By Stella Qiu
SYDNEY, May 15 (Reuters) – Asian shares dived on Friday as investor euphoria over tech stocks gave way to inflation fears that saw Treasury yields spike to one-year highs and rising bets on a U.S. rate hike this year.
European stocks are bracing for a much weaker open, with pan-region stock futures down 1%. The Nasdaq futures fell 0.6% while the S&P 500 futures slipped 0.4% after Wall Street vaulted to new heights on a 4% surge in AI darling Nvidia.
Oil prices kept climbing amid the lack of progress to open the Strait of Hormuz, and as U.S. President Donald Trump said China wanted to buy U.S. oil. Attacks on one ship and the seizure of another stoked concerns about energy supplies, with Brent crude futures up 5.7% this week to $107 a barrel.
All eyes are on Beijing where Trump is set to wrap up his two-day state visit on Friday. Having met his Chinese counterpart Xi Jinping at the secluded Zhongnanhai leadership compound, Trump said Beijing felt very similar on Iran and wanted the Strait of Hormuz to open.
“I think the meeting has gone reasonably well so far, with a fairly positive atmosphere overall,” said Yue Su, principal economist for China at EIU.
“Strategic stability has improved somewhat, and tail risks have been mildly reduced, which should be seen as a positive sign. But again, this is likely to be a fragile stability that does not eliminate underlying frictions.”
On Friday, MSCI’s broadest index of Asia-Pacific shares outside Japan fell 2.3% and was set for a weekly loss of 1.8%.
Japan’s Nikkei also dropped 1.8% as data showed the country’s wholesale inflation accelerated to 4.9% in April, the fastest pace in three years, leaving the Bank of Japan on track to raise interest rates.
South Korea’s KOSPI topped 8,000 points for the first time and then crashed, falling by over 5%. China’s blue-chip eased 0.6%, while Hong Kong’s Hang Seng index fell 1.4%.

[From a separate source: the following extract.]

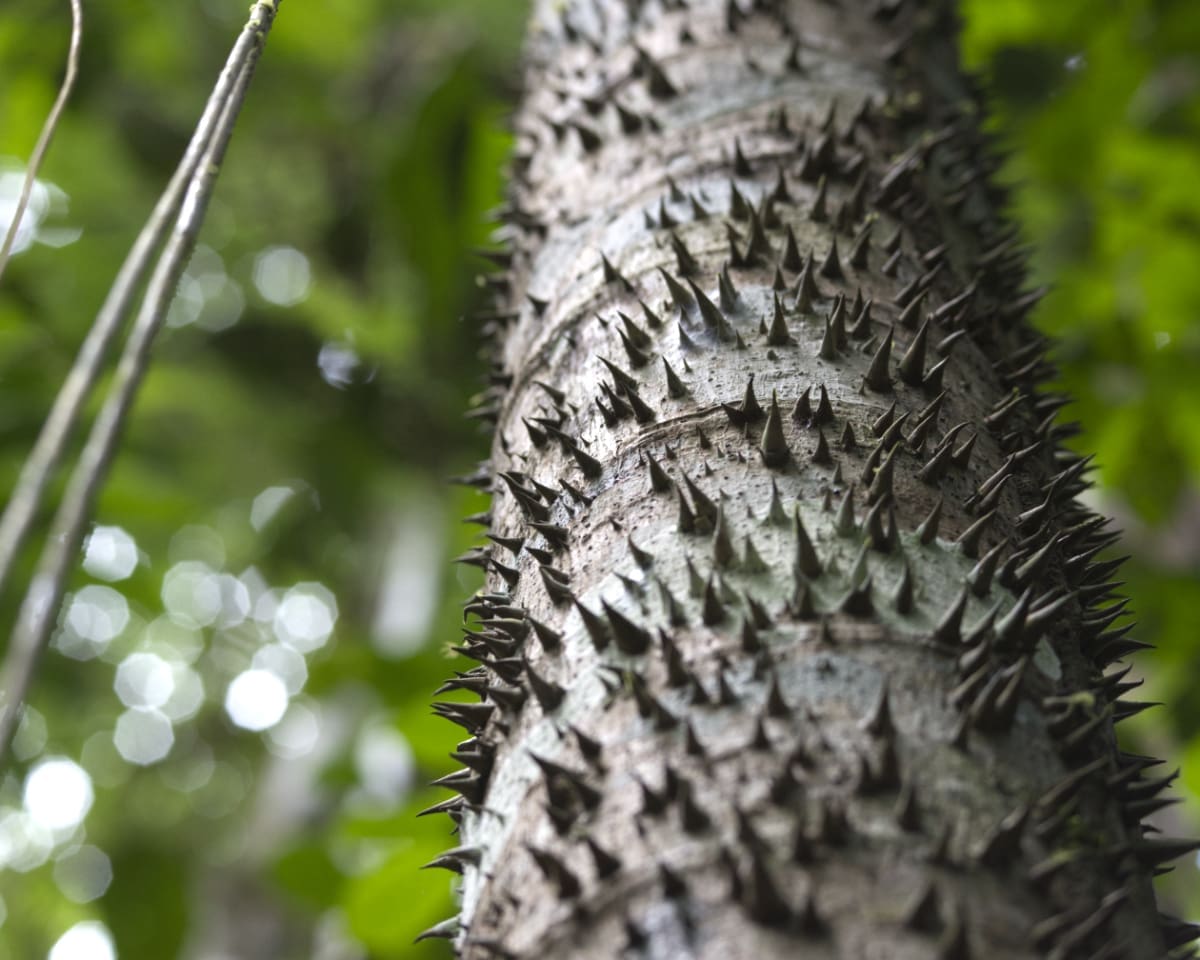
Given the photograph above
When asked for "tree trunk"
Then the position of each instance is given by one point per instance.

“President Trump’s China visit is ongoing and offering a welcome break from Iran war angst. But that is what we are going right back to,” said Padhraic Garvey, regional head of research, Americas at ING.
“The front and centre issue is delivered inflation, which remains troubling from a Treasury market perspective. We maintain a viewpoint centred in an upside test for yields in the weeks ahead.”
TREASURY PAIN
Rising inflation risks driven by the surge in oil prices are weighing on investor appetite for U.S. Treasuries, with a run of soft auctions this week — spanning three-year notes, 10-year notes and 30-year bonds — underscoring the market’s fragility.
The latest 30-year bond sale ended at 5.046%, the highest yield for that maturity since August 2007. The higher yield attracted some buyers on Thursday but 30-year Treasury yields were on the march again on Friday, up 5 basis points to 5.067%, the highest since July 2025.
While the long end of the Treasury curve grabbed headlines, borrowing costs are also spiking at the short end. The yield on U.S. two-year notes rose 7 basis points on Friday to 4.065%, the highest since March 2025, while the 10-year yield also climbed 7 bps to 4.528%.
The dollar was set for a 1.3% weekly gain – the most in two months – supported by the lack of progress in the Gulf. Solid U.S. retail sales data also had markets pricing in a 45% probability that the Federal Reserve will have to raise rates this year, even under the new leadership of Kevin Warsh. [FRX/]
The greenback’s strength pushed the yen to the weaker side of 158 per dollar and kept traders on alert for further intervention from Tokyo.
Sterling fell to a one-month low of $1.3357, having slid 0.9% in the previous session following the resignation of British health minister Wes Streeting, deepening the political crisis there.